In December, I did my first Advent of Code (opens in new tab). I used Ansible, which is a terrible choice for programming challenges but that’s part of the fun!

Note

I gave myself these rules:

  • No LLMs or search engines.
  • No external commands (eg, ansible.builtin.shell etc).
  • No custom plugins (eg, my_filter.py).
  • No extra dependencies (eg, json_query).
  • No Jinja blocks (eg, {% … %}).

People have used Ansible for Advent of Code before, but all of them used Jinja blocks. Jinja block loops are hundreds of times faster than Ansible loops, but I restricted myself to only Ansible loops for my solutions (opens in new tab).

Ansible loops aren’t designed for iterating 10,000 times on a single host. So being forced to abuse them led me to discover two curious things:

  1. Looping over include_tasks has a slow-down that scales quadratically with the number of iterations.

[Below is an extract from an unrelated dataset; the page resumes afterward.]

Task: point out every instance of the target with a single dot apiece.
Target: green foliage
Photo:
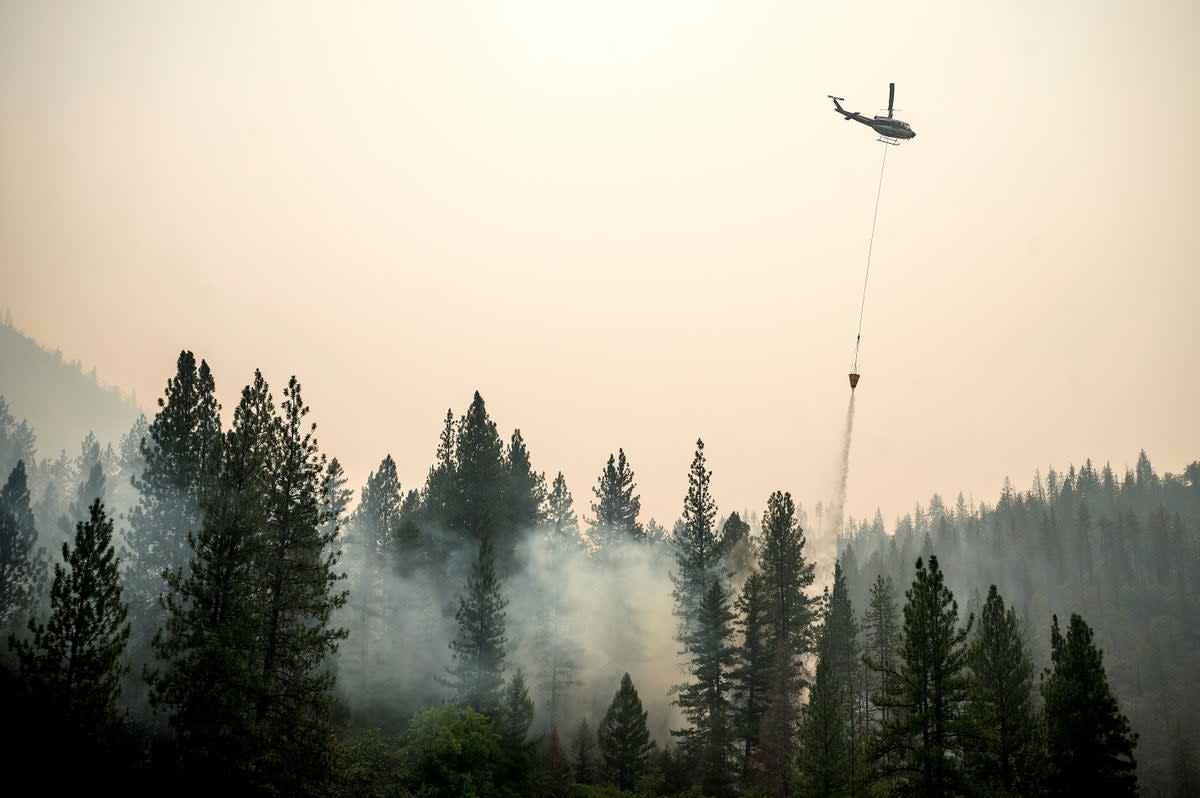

  2. Appending to lists or dicts in a loop has O(N^2 * M) complexity for both time and memory (N=iterations, M=data_size). This easily causes out-of-memory problems.

Explanations below!

1. LoopsLink to this heading

Even looping just a single task is already slow. This takes 57 seconds:

# Use ANSIBLE_STDOUT_CALLBACK=selective
# to avoid testing terminal print speed.
- hosts: localhost
  tasks:
    - name: 'set var to true 50k times'
      set_fact:
        foo: true
      loop: '{{ range(50000) | list }}'

# Executed in 57s.

To loop over several tasks, you’d use include_tasks to include another file:

- hosts: localhost
  tasks:
    # Looping over an `include_tasks`.
    - include_tasks:
        file: other_tasks.yml
      loop: '{{ range(50000) | list }}'

If other_tasks.yml has the same single task as before, it runs 14x slower:

# other_tasks.yml:
- set_fact:
    foo: true

# Executed in 14m13s.

There’s also a huge initialization overhead when looping include_tasks. In this case, Ansible spends 2 minutes just preparing to start the loop!

Why?Link to this heading

Every loop iteration seems to copy and re-evaluate nearly everything (eg, config, vars, templates etc).

It’s even worse when looping over an include_tasks. Every iteration is treated as a separate include (ie, each with its own copies of everything), and even just starting the loop can take minutes.

The slow-down when looping include_tasks scales quadratically with the number of iterations:

  • include_tasks gets deduplicated by searching a list for matches.
  • When looping include_tasks, every iteration is unique (due to loop vars) so can’t be deduped:
    • iteration 1: search list (0 items), no match so append
    • iteration 2: search list (1 item), no match so append
    • iteration N: search list (N-1 items), no match so append
    • total comparisons: 0 + 1 + ... + (N-1) = N(N-1)/2 = O(N^2)
    • N=50k iterations means 1.25 billion failed comparisons!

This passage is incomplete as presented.